For manuscripts dealing with synthetic bioactive compounds, the Journal requires that the molecular target of the compounds described must be known, and must be demonstrated experimentally in the manuscript. For studies involving natural products, if the molecular target is unknown, some data beyond simple cell-based toxicity studies to provide insight into the mechanism of action is required. Studies supported by molecular docking are welcome, but must be supported by experimental data.
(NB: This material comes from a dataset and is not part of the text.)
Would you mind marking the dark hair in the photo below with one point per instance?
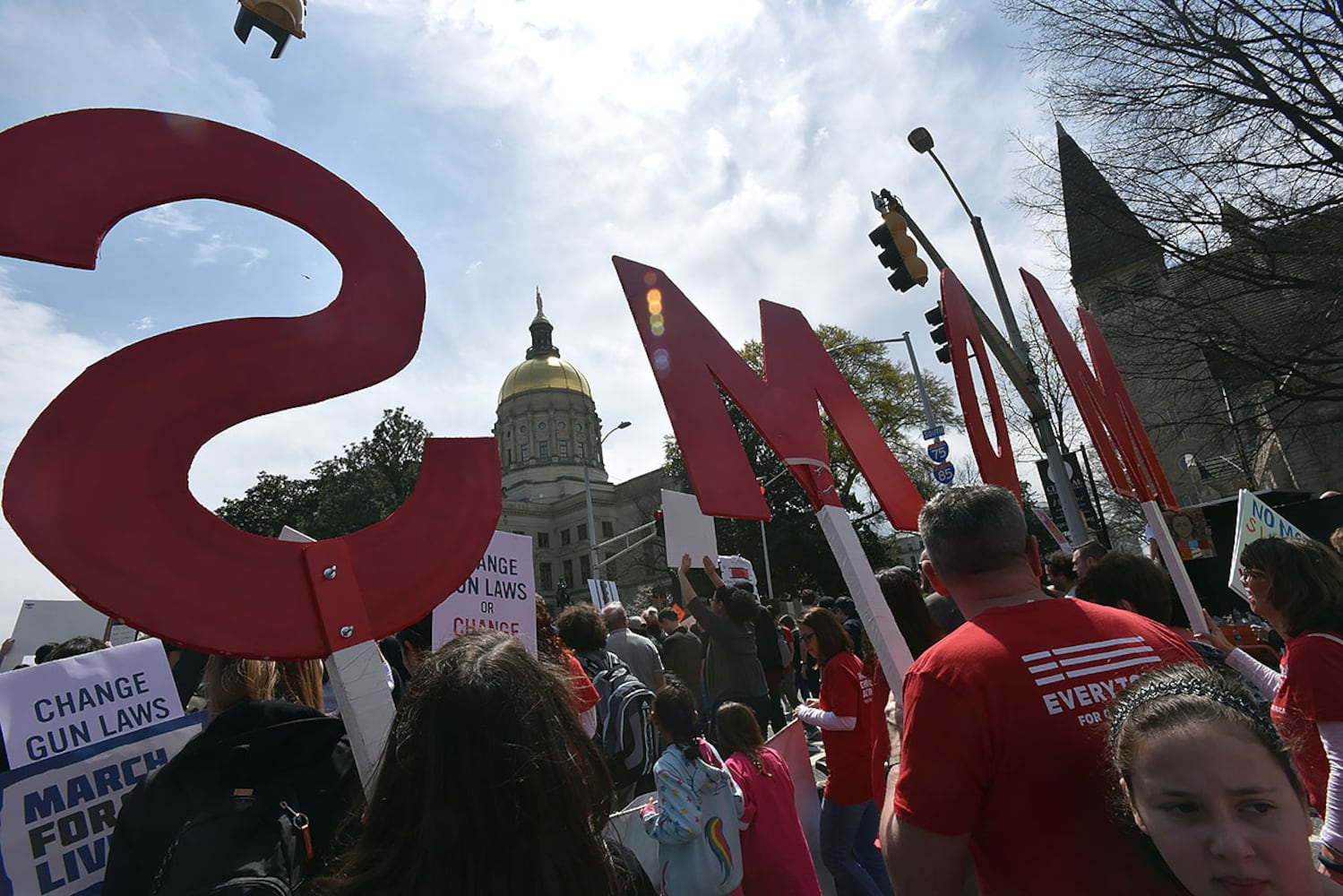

The Journal does not consider manuscripts that are purely theoretical or computational in nature.
The Journal publishes regular articles, short communications and reviews. Reviews are normally invited by Editors or Editorial Board members. Authors of unsolicited reviews should first contact an Editor or Editorial Board member to determine whether the proposed article is within the scope of the Journal.